Doğrusunu isterseniz binlerce tonluk zehrin güvenli bir depoda
tutulduğunu düşünüyordum. Ama yazımdan sonra çevrede yaşayanlardan
gelen şikayetleri dinleyip, Kocaeli Barış
Gazetesi’nden Uğur Enç’in çektiği
fotoğrafları görünce dehşete kapıldım.
Nasıl kapılmayayım?
Derince Limanı girişindeki depolara yakın yerlerde
oturanlar, her yağmurdan sonra havaya geniz yakan çok kötü bir
kokunun yayıldığını söylüyorlar. Gazeteci Enç’in gönderdiği
fotoğraflar da, saç kaplı depo çatılarının delik deşik hale
geldiğini, duvarların çatladığını, kokunun da buralardan sızan
yağmur suyunun zehirle temas etmesinden kaynaklandığını
belgeliyor.
1993 yılındaki İSKİ Skandalı
sırasında Amerika’ya kaçan Halil Bezmen’ ait (sonradan el
değiştirdi) Koruma Tarım İlaçları Şirketi’nin
depolarındaki tonlarca DDT türevi BHC, yaklaşık 30 yıldır
bırakıldıkları yerde imha edilmeyi bekliyor!..
* * *
Korkunç düzeyde etkili zehir, yağmur sularıyla toprağa ve denize
karışıyor. Denizlerde suyu filtre eden planktonlar onu yutuyor.

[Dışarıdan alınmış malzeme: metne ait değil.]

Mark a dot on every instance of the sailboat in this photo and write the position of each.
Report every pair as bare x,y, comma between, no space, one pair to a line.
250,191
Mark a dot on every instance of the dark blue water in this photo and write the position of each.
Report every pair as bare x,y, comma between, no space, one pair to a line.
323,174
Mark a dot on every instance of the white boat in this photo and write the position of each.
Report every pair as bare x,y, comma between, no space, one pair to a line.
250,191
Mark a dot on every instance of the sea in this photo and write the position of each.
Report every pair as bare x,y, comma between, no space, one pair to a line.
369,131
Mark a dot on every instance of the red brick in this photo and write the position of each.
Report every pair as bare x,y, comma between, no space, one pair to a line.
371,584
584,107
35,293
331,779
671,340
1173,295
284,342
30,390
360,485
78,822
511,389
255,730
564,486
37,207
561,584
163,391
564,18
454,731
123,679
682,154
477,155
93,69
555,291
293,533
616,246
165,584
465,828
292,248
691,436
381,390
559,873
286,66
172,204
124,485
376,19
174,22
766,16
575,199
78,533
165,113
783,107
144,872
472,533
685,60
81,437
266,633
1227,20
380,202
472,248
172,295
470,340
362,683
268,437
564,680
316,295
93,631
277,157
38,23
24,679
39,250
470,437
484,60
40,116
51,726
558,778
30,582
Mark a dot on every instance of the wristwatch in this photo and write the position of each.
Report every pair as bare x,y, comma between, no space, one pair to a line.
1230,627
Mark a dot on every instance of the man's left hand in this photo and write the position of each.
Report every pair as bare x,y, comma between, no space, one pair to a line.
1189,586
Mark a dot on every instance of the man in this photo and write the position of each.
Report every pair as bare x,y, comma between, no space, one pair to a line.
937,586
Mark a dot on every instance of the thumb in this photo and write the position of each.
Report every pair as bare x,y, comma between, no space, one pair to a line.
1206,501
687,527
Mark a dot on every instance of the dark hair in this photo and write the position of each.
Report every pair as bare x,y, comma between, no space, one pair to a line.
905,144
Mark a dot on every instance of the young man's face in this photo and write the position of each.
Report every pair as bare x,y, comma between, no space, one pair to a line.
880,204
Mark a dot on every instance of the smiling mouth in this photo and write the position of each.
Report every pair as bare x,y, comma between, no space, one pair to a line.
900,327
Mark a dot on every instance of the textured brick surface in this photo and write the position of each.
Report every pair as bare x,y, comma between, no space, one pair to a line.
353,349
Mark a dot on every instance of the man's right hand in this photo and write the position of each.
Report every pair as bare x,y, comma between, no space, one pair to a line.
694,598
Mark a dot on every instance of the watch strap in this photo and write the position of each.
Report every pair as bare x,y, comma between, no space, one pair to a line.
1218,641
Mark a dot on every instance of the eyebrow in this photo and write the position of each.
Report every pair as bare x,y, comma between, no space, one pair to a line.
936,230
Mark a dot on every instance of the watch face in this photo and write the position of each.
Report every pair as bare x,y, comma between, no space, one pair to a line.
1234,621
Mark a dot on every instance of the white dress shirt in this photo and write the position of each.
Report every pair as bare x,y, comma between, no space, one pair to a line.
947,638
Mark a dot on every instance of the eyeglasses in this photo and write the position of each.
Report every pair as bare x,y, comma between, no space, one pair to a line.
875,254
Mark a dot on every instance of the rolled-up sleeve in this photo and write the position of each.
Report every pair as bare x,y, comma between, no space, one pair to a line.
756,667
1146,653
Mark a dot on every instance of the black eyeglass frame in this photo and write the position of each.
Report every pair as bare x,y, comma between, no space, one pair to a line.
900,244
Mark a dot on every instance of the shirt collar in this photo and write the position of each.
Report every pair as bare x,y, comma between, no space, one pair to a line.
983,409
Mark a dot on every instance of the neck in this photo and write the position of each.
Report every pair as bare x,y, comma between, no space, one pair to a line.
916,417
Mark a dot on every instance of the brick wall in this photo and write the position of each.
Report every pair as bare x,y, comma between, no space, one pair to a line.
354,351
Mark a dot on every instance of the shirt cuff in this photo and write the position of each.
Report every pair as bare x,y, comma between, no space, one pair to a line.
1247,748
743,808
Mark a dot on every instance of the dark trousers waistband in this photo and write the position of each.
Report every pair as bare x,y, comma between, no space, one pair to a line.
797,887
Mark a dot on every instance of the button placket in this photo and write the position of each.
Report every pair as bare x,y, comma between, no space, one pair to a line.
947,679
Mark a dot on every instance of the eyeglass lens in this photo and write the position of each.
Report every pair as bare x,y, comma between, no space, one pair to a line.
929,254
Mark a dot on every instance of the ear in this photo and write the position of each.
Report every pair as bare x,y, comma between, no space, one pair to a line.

Küçük balıklar bu planktonlarla besleniyor. Büyük balıklar, küçük
balıkları avlıyor. Deniz kuşları da balık yemeden yaşayamıyor…
Böylece DDT taşıyan canlı zincirine halkalar eklendikçe
ekleniyor…
Anlatmaya çalıştığım basamak zamanla dünyanın her yerine, hatta
penguenlerin huzur içinde yaşadıkları Güney Kutbu’ndaki buzullara
kadar yayılıyor. Kuşlarda biriken toksik madde, kalsiyum dengesini
bozarak yumurta kabuklarını incelttiği için kuluçkaya yatmak da
imkansızlaşıyor. Bilim insanları kartal ve şahin gibi yırtıcı
kuşların azalmasını bu sürece bağlıyor.